Patch for strstr_binary

Tue Dec 13 12:12:27 CET 2005

(**) on Mikael's (*): Careful now. Yes, it true, ptr1 - ptr2 is a signed
int, but it might not have the value you'd expect. There's a pretty good
reason the pointers must be to the same type - that's because value of ptr1
- ptr2 is supposed to be the offset (in memory) between the two objects
being pointed at. Unless theyre byte pointers (char* etc), the value of ptr1
- ptr2 is not returned in bytes, but in "element size units". Subtracting
two pointers to two adjacent elements in an array of 32-byte structures
would result in a value of 1, not 32! The same goes for place = ptr1 + diff
: if ptr1 points to a 8 byte double and diff is 1, then place should be ptr1
+ 8 bytes.

This, though correct behaviour for strongly typed pointer arithmetic, has
lead to numerous confused programmers chasing all sorts of bugs. Hence,
seeking certainty, some programmers force all pointer arithmetic into char*
arithmetic and manually address the element size issues where they arise. 
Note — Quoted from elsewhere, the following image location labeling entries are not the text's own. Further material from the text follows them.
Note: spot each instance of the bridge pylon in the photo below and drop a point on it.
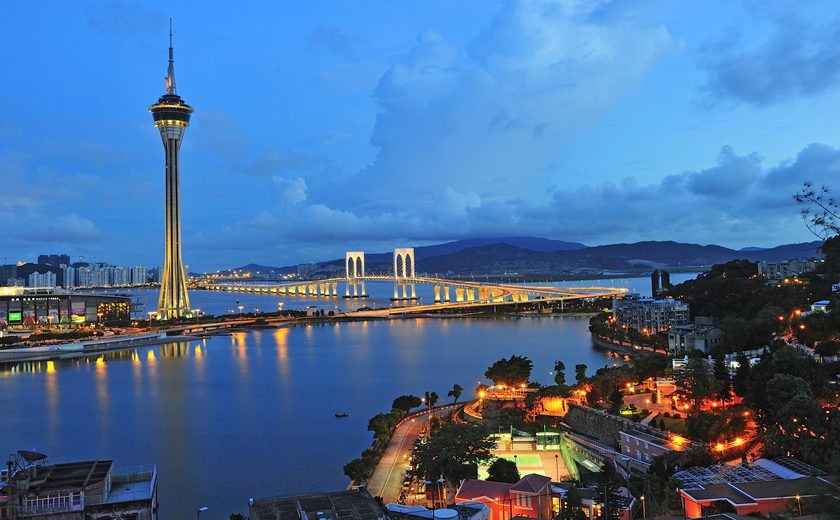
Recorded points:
(404, 274)
(354, 265)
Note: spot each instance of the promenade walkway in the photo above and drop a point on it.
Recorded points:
(388, 476)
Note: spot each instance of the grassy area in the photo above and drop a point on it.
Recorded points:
(673, 425)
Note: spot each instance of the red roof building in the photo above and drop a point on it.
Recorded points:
(530, 497)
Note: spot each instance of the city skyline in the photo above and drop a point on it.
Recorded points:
(323, 129)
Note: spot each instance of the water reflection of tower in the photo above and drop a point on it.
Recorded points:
(172, 117)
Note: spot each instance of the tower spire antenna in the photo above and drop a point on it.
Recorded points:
(170, 76)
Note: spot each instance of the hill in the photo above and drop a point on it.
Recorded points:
(524, 255)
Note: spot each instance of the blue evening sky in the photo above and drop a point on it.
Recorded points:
(322, 127)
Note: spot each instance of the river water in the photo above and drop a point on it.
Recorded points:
(251, 414)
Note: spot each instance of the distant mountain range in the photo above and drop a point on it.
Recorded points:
(532, 255)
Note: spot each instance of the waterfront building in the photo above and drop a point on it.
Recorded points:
(139, 275)
(463, 511)
(7, 271)
(54, 260)
(701, 335)
(649, 315)
(355, 504)
(28, 308)
(37, 279)
(68, 277)
(531, 496)
(120, 276)
(84, 277)
(94, 490)
(101, 276)
(172, 117)
(820, 306)
(785, 268)
(762, 487)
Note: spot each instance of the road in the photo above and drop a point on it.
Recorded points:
(388, 476)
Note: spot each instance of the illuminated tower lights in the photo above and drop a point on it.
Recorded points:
(172, 117)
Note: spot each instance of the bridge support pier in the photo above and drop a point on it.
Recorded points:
(405, 286)
(356, 293)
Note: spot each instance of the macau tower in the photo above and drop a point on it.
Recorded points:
(172, 117)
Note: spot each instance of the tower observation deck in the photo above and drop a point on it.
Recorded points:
(172, 117)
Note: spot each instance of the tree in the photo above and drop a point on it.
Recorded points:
(514, 371)
(381, 424)
(503, 470)
(573, 509)
(357, 470)
(827, 348)
(580, 373)
(616, 400)
(453, 451)
(742, 375)
(406, 402)
(695, 383)
(432, 398)
(456, 392)
(820, 211)
(608, 483)
(723, 381)
(559, 376)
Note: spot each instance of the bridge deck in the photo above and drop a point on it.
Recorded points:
(468, 293)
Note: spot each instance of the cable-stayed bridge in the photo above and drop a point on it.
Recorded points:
(449, 293)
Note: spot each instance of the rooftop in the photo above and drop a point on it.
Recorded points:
(531, 483)
(464, 511)
(71, 475)
(354, 504)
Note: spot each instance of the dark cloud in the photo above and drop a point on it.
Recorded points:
(691, 206)
(797, 58)
(732, 177)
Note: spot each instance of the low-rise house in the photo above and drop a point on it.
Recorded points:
(785, 268)
(464, 511)
(761, 487)
(649, 315)
(592, 507)
(701, 335)
(356, 504)
(89, 490)
(530, 497)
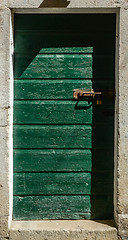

C is my "mother tongue" but I've been living in a completely different world
for the last 10 years, so who knows how modern compilers and standards
handle this. 

But wait, this is not a C mailing list is it? 

/Marthin

> -----Original Message-----
> From: owner-erlang-questions@REDACTED [mailto:owner-erlang-
> questions@REDACTED] On Behalf Of Mikael Pettersson
> Sent: 13 December 2005 04:54
> To: dizzyd@REDACTED; erlang-questions@REDACTED
> Subject: Re: Patch for strstr_binary
> 
> > OSX and smoke tested on Linux (32-bit). I doubt it will work on
> > win32, as it uses a memcmp() function...but it should be easy to
> 
> memcmp() is a standard ANSI/ISO-C feature. I would be very
> surprised if Win32 didn't have it.
> 
> > +    if (is_binary(big) && is_binary(little)) {
> > +
> > +        char* big_ptr;
> > +        int big_len = binary_size(big);
> > +        GET_BINARY_BYTES(big, big_ptr);
> > +
> > +        char* little_ptr;
> > +        int little_len = binary_size(little);
> > +        GET_BINARY_BYTES(little, little_ptr);
> > +
> > +        char* cur;
> > +        char* max_big = (big_ptr + big_len) - little_len ;
> > +        char  first_little = *little_ptr;
> > +        int   index = -1;
> 
> This isn't ANSI-C and won't compile with e.g. gcc-2.95.3.
> You should make a single block of the variable declarations
> at the beginning of this scope, and do the initialisations
> as assignments.
> 
> > +        for (cur = big_ptr; cur <= max_big; cur++) {
> > +            if (*cur == first_little && memcmp(cur, little_ptr,
> little_len) == 0) {
> > +                index = (int)cur - (int)big_ptr;
> 
> These (int) casts are broken on 64-bit machines. Replace them
> with (long) casts. Better yet, "index = cur - big_ptr;"
> should have the same effect and be 100% kosher.
> 
> > +bif erlang:strstr_binary/2
> > +
> > +
> > +
> 
> No stray empty lines please.
> 
> /Mikael